The restraint will probably loosen soon after a general election, but for now Mr Blair and Mr Brown are united in their desire for another big victory against the Conservatives. It is in neither of their interests for Labour to limp back to power with a tiny majority. Today's pre-Budget report will therefore be much more about the general election than Mr Brown's future leadership ambitions.

Once more he will be prudent with a purpose, arguing that he can meet his spending plans without raising taxes partly because of the tough measures he has already taken to stabilise the economy and the job cuts planned for the civil service.

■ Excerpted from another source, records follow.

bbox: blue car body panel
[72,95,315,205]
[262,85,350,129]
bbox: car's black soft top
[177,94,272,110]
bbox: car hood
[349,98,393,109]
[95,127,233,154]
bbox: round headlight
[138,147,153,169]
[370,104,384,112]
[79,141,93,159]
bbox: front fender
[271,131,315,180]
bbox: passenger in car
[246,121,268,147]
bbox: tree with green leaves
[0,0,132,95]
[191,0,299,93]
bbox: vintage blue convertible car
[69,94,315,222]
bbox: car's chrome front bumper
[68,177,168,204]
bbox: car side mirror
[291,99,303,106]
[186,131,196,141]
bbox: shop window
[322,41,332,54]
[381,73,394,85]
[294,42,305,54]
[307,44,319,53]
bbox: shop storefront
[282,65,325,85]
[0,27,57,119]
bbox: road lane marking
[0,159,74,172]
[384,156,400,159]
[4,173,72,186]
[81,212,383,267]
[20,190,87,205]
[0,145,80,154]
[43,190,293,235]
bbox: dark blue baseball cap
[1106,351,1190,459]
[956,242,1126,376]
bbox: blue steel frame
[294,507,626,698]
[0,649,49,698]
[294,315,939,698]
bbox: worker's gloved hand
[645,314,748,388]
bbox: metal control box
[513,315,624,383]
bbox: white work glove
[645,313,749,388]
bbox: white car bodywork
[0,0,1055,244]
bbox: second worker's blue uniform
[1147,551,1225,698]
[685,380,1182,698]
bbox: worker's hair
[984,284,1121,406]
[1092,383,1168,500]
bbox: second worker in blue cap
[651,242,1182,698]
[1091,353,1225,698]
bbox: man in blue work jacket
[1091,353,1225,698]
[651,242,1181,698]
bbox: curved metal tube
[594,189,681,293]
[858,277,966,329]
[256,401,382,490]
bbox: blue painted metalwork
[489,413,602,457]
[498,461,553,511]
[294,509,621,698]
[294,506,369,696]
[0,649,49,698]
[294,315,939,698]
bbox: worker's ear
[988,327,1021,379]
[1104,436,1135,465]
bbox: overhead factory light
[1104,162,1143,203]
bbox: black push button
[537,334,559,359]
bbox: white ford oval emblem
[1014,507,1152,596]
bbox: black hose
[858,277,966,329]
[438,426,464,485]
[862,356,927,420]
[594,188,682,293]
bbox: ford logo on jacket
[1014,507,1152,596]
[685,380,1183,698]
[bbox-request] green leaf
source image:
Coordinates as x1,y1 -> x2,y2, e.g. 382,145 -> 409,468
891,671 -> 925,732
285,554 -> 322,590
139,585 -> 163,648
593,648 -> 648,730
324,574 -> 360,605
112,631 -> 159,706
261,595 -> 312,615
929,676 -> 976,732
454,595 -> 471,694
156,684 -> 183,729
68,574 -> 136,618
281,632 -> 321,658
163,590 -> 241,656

Although he has some private doubts about the single fearful theme of last week's Queen's speech he will acknowledge the importance of security measures and the need to pay for them. At the end of Mr Brown's speech I predict Mr Blair will be able to place a congratulatory hand on the Chancellor's shoulder without looking too embarrassed.

Mr Brown has no choice but to choose his themes with caution. More dust will accumulate on the undelivered speeches in the Treasury. Whether they like it or not Mr Brown and a few of his ministerial colleagues are perceived to be in a leadership contest that could last longer than the Second World War.

That is one comfort for Mr Blunkett. At least when he speaks now it will not be seen as a leadership bid. Mr Blair has told Mr Blunkett that he would like him to stay on as Home Secretary for a year or two after the election. Mr Blunkett's close allies make clear that he is also one of the few ministers who gets on well with both Mr Blair and Mr Brown. I suspect that he would like to be a Chancellor if Mr Brown moves from the Treasury to Downing Street.

That is leaping several hurdles. The Chancellor must be patient once more while Mr Blunkett's future is in the hands of an independent investigator and the subsequent verdict of the mighty media.